Oral Loan Agreement Florida

Stephen J. Anderson and his brother Michael were the sole shareholders of Anderson Development Corporation, a Florida company.   Robert T. Mosher obtained a judgment against the group and attempted to fill Anderson`s pre-loan commitment to the group in order to comply with his judgment.   The fourth arrondissement sets out the relevant additional facts: the question is when the statute of limitations for an oral loan begins, which either does not contain repayment terms or is payable on request.   Section 95.11 (3) (k), Florida Statutes (2001), states that “legal or just actions on a contract, obligation or liability not based on a written instrument” are filed within four years.   Accordingly, everyone agrees that, in this case, an action in favour of the oral loan is subject to a statute of limitations of four years.   However, this is the date on which the statute of limitations begins. 2. In this case, the fourth arrondissement characterized the oral loan as “payable on demand” but also stated that the loan did not contain interest or repayment terms.

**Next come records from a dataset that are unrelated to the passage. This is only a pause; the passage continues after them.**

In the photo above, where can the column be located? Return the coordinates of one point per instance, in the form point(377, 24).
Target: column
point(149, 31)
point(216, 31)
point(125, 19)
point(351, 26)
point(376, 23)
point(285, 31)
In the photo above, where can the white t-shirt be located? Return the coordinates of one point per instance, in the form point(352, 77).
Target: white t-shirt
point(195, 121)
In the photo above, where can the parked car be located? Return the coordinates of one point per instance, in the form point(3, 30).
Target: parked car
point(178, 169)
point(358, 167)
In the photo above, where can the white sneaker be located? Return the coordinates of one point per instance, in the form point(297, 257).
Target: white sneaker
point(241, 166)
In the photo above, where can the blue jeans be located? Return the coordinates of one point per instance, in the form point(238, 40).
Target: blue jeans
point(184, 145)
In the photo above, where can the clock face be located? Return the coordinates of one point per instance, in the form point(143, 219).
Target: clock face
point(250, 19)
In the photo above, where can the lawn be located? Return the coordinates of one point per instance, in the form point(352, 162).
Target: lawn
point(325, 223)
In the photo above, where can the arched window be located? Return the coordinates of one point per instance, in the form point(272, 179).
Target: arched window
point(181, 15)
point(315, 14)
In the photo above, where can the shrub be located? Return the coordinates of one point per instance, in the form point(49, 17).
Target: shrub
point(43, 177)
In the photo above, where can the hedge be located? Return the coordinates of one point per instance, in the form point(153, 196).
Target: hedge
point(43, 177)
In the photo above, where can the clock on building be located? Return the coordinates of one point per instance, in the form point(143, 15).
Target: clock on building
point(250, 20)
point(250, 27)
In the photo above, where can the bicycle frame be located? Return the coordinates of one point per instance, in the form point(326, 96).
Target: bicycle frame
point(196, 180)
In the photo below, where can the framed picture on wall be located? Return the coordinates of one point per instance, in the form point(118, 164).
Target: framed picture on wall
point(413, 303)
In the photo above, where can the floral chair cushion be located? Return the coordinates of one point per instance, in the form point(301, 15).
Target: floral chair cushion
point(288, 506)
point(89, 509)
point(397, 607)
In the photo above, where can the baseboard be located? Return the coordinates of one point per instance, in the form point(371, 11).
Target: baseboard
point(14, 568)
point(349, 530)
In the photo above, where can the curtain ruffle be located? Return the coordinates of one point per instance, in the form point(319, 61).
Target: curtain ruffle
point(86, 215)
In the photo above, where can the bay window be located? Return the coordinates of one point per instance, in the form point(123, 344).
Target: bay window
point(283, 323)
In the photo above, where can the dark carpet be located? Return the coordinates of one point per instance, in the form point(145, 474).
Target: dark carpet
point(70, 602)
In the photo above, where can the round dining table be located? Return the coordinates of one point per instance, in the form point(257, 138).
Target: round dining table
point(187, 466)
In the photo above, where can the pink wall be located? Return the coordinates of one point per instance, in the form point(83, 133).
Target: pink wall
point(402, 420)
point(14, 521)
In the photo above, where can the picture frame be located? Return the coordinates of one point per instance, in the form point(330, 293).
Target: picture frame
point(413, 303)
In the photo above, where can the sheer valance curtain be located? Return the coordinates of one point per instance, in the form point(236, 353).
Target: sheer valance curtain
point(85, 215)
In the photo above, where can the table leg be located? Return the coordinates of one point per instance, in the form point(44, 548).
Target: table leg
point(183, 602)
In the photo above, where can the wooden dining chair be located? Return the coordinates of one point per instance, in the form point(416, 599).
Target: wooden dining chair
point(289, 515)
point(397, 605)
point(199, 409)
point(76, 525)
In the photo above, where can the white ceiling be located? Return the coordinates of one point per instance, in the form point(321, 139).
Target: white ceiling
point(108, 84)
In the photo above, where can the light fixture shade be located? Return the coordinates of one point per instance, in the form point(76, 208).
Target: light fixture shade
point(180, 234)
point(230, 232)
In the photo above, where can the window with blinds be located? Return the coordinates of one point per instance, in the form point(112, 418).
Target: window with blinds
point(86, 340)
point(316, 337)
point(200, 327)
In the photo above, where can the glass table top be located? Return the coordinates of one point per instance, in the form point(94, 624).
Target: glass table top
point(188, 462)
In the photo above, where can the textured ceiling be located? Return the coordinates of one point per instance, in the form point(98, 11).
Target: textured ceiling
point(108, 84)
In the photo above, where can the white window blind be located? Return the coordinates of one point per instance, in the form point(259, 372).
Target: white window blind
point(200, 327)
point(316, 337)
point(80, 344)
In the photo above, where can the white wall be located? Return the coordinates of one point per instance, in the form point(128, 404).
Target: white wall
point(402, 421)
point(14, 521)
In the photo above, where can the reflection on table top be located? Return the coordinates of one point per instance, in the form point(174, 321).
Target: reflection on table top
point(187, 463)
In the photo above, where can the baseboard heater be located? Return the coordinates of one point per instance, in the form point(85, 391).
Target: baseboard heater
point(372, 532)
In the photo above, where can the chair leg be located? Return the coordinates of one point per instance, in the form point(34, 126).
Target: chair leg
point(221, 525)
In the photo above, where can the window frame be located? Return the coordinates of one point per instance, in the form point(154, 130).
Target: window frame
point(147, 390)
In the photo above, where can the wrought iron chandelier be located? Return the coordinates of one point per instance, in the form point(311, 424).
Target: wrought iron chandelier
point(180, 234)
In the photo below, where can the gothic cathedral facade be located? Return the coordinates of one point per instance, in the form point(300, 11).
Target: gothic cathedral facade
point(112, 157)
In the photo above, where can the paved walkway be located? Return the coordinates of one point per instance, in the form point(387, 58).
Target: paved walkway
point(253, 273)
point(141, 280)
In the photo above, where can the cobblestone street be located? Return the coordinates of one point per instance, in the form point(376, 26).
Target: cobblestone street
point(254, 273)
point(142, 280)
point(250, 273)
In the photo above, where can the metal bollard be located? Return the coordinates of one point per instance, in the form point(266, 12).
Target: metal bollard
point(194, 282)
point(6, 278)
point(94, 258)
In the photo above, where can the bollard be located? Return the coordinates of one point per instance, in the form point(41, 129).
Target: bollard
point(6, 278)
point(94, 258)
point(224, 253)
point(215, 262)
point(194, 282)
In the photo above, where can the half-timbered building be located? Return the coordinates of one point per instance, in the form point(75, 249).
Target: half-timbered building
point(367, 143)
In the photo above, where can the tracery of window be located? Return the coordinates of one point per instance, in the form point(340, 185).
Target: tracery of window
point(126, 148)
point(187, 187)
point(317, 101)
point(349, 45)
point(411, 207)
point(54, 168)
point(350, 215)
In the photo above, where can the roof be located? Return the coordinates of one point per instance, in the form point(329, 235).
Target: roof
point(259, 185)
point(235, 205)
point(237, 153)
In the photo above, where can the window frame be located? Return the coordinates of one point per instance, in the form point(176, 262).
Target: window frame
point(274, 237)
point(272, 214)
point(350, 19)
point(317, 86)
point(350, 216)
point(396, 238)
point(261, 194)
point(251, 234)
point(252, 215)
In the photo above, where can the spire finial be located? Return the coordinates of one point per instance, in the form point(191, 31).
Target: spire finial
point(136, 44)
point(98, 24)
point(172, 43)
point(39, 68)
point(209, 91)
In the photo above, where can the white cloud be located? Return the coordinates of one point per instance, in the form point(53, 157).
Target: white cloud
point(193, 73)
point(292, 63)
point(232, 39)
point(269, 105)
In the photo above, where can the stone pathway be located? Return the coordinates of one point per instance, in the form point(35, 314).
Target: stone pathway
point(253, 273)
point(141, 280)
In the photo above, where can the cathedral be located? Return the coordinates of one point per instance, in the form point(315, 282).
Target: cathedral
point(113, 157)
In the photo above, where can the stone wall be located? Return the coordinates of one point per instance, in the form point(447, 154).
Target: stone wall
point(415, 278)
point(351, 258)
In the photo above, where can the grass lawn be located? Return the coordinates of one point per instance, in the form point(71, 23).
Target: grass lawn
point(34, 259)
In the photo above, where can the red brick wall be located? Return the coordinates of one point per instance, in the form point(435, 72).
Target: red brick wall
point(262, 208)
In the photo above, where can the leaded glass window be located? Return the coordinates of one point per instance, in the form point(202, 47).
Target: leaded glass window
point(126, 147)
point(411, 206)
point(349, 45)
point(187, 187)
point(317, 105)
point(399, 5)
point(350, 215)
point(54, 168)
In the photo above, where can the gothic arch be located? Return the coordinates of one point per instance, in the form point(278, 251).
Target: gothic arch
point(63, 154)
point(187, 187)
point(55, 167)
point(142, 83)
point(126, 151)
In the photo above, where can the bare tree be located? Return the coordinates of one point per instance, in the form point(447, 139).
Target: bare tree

 Anderson, 758 So.2d to 1177.   While this distinction is not significant for today`s participation, I would refuse to characterize the oral loan as “payable on demand” since the loan is best considered not to be considered a means of payment.   See Fleming v. Burbach Radio, Inc., 377 So.2d 723, 724 (Fla. 4th DCA 1979).   However, according to the UCC, a written note payable on request or according to the holder`s wishes and a loan with no repayment terms are considered “payable on request.”   See 673.1081, Fla. Stat. (2001). I do not agree with respect.   I believe that the majority ignores both the legal and the common law when it concludes that there is a means of bringing an action in favour of an oral loan without conditions of repayment and that the statute of limitations begins on the date of the request for payment and not at the time of payment of the loan.   I also come to the conclusion that the political reasons of the majority are wrong.   That is why I would like to give the opinion of the fourth district court in Anderson/.